Our configuration : An 840 runing 7.0 with a 7963B 0.9Gig diskbox and 4
                    7935 (400Meg each).

It all started to happen one fine day in May - a couple of months after
we went to 7.0 - I had not changed anything much during that period.

Here is what happened :

Even as I was working, the system slowed down - and after a few minutes
of such slow activity, it came to a state where even my cursor wouldn't
move.  And after a couple of minutes the system rebooted itself.
The message in the adm file was similar to (sorry for a listing the whole
mesg - but I am doing so in the hope that some HP-UX guru there may use it) :

===============
Jul 16 12:05
trap type 15, pcsq.pcoq = 0.49434, isr.ior = 0.1c

PANIC:  please wait for core dump to complete.
@(#)9245XA HP-UX (sys.A.B7.00.3L/S800) #1: Mon Oct 30 17:59:05 PST 1989
panic: (display==0xb000, flags==0x0) Data segmentation fault

PC-Offset Stack Trace (read across, most recent is 1st):
stktrc: can't find rp
  0x000d0f78  0x000d1160  0x000d12ec  0x00082854  0x000790a8  0x00049434
End Of Stack

sync'ing disks (90 buffers to flush): 90 76 67 54 43 34 26 22 19 14 11 7 4 1
0 buffers not flushed
0 buffers still dirty

dumping 25165824 bytes to dev 0x207, offset 18326 ...
Dump successfully completed.
Beginning I/O System Configuration.
cio_ca0 address = 8
   hpib0 address = 0
      disc0 lu = 0 address = 0
      disc0 lu = 1 address = 1
      disc0 lu = 2 address = 2
      disc0 lu = 3 address = 3
   mux0 lu = 0 address = 1
   hpib0 address = 2
      lpr0 lu = 1 address = 0
      lpr0 lu = 0 address = 1
      tape1 lu = 0 address = 3
      tape1 lu = 1 address = 4
      lpr1 lu = 2 address = 5
      instr0 lu = 0 address = 6
      instr0 lu = 2 address = 2
   mux0 lu = 1 address = 3
   lan0 lu = 0 address = 4
   gpio0 lu = 0 address = 5
   hpib0 address = 6
      disc0 lu = 4 address = 0
      disc0 lu = 5 address = 1
      disc0 lu = 6 address = 2
      disc0 lu = 7 address = 3
   hpib0 address = 7
      lpr0 lu = 3 address = 1
      tape1 lu = 2 address = 3
      lpr1 lu = 4 address = 5
      instr0 lu = 1 address = 7
   mux0 lu = 2 address = 8
   mux0 lu = 3 address = 9
   mux0 lu = 4 address = 10
   mux0 lu = 5 address = 11
I/O System Configuration complete.
Configure called
Beginning Subsystem Initialization
   nsnsipc0 initialized
   nsrfa0 initialized
Subsystem Initialization Complete
Beginning Filesystem Initialization
   ufs initialized
   nfs initialized
Filesystem Initialization Complete
@(#)9245XA HP-UX (sys.A.B7.00.3L/S800) #1: Mon Oct 30 17:59:05 PST 1989
real mem = 25165824
lockable mem = 17342464
avail mem = 19243008
using 614 buffers containing 2514944 bytes of memory

===============

So basically it crashed because of some data segmentation fault and
rebooted itself.

Well, I found that when this happened every morning, the pathalias was
running - pathalias should have been done in 5 mins at night, but would
carry on till morning.  Then came a hint that pathalias might be indeed
the problem as it seemed to be stuck somewhere and was just hogging
memory.

So I replaced pathalias with a new version and the system stopped crashing.

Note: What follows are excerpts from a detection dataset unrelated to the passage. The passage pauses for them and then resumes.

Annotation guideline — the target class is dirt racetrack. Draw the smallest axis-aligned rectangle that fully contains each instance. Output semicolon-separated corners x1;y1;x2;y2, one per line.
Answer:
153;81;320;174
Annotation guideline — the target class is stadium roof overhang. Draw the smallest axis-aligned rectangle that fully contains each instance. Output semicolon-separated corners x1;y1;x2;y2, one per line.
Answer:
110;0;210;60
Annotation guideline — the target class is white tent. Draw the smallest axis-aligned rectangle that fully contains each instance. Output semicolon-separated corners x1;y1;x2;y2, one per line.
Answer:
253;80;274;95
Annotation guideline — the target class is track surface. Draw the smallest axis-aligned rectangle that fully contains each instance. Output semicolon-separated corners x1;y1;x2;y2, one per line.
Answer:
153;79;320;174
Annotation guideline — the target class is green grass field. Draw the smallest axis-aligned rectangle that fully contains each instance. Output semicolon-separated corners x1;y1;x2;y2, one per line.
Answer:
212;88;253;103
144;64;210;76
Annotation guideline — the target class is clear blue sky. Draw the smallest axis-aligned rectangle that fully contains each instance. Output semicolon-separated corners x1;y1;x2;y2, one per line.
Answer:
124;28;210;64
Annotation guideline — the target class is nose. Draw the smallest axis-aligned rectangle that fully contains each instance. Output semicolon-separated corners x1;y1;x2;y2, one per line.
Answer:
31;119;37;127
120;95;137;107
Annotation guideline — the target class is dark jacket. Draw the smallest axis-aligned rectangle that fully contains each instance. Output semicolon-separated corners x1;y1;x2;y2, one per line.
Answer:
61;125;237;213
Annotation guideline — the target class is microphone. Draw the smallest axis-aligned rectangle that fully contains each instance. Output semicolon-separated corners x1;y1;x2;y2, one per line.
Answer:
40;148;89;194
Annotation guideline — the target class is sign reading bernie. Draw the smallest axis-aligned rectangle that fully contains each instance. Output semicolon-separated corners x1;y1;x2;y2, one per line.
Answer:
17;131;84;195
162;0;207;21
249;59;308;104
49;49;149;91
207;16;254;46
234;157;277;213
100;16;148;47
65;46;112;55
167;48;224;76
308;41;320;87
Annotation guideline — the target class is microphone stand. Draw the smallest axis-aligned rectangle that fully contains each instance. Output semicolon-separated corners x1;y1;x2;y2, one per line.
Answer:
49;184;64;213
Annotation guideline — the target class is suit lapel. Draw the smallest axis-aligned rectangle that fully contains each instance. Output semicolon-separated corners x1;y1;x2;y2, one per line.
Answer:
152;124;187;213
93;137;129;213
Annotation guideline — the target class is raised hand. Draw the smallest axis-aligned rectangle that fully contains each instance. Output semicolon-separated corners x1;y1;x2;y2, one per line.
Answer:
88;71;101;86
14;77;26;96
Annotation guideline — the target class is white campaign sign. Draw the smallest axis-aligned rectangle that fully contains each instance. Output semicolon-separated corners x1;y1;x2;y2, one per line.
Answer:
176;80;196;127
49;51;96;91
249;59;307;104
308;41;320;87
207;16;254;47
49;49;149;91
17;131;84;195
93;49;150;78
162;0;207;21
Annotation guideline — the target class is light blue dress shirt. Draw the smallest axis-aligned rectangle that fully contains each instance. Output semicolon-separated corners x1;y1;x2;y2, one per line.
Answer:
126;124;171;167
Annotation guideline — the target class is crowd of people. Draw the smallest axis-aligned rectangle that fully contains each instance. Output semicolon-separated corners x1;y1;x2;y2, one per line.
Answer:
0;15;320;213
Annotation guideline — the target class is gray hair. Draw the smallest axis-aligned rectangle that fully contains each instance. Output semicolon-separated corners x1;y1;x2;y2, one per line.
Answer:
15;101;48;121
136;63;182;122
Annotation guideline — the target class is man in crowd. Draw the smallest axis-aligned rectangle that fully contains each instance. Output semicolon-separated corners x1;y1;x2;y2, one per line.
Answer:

Yes - I took a core dump along with the pathalias version we were running
and also the maps and shipped them to HP about 2 months back.  They are
yet to call us back.  Incidentally, the crash occurred again this week
(as the log above shows) and this time it was not pathalias - some one
was running a large program.

So I feel that it is something to do with memory utilization - not hardware.

Any HP-UX gurus listening and can shed some light (at least someone who
can make my confidence in HP support build up) ?

> The one thing that seems to happen 90% of the time after the crash the LED
> marked 1 on the 7963 flashes constantly.  Does this mean anything?

Hmm.. I did not notice that - but could it be just that the disk is not
clean and/or is getting fsck'd when rebooting?

> Anyway we are getting near the end of the rope on this box, we've replaced
> the power coming in ( Which HP keeps insisting thats our problem... )

I wouldn't spend a dime on that power stuff if I were you - it could be
another goose chase that the response center folks had to come up with.

Though we have had some help from the HP folks on this net at times, I
guess we haven't chanced into 'that right person' in the response center
yet who would boost my confidence that 'they know their bugs'.


> Anyone have any similar expirences???
> ----------------------
> Randy Welch               UUCP    :  ...!ncar!scicom!bldr!randy  (work)


Thanks in advance for any more light some HP-UX guru can shed on this.

--
Ramaswamy Krishnan				Krishnan@UC.EDU  (ARPA)
College of Engineering				uceng!krishnan   (UUCP)
Univ. of Cincinnati				krishnan@ucbeh   (BITNET)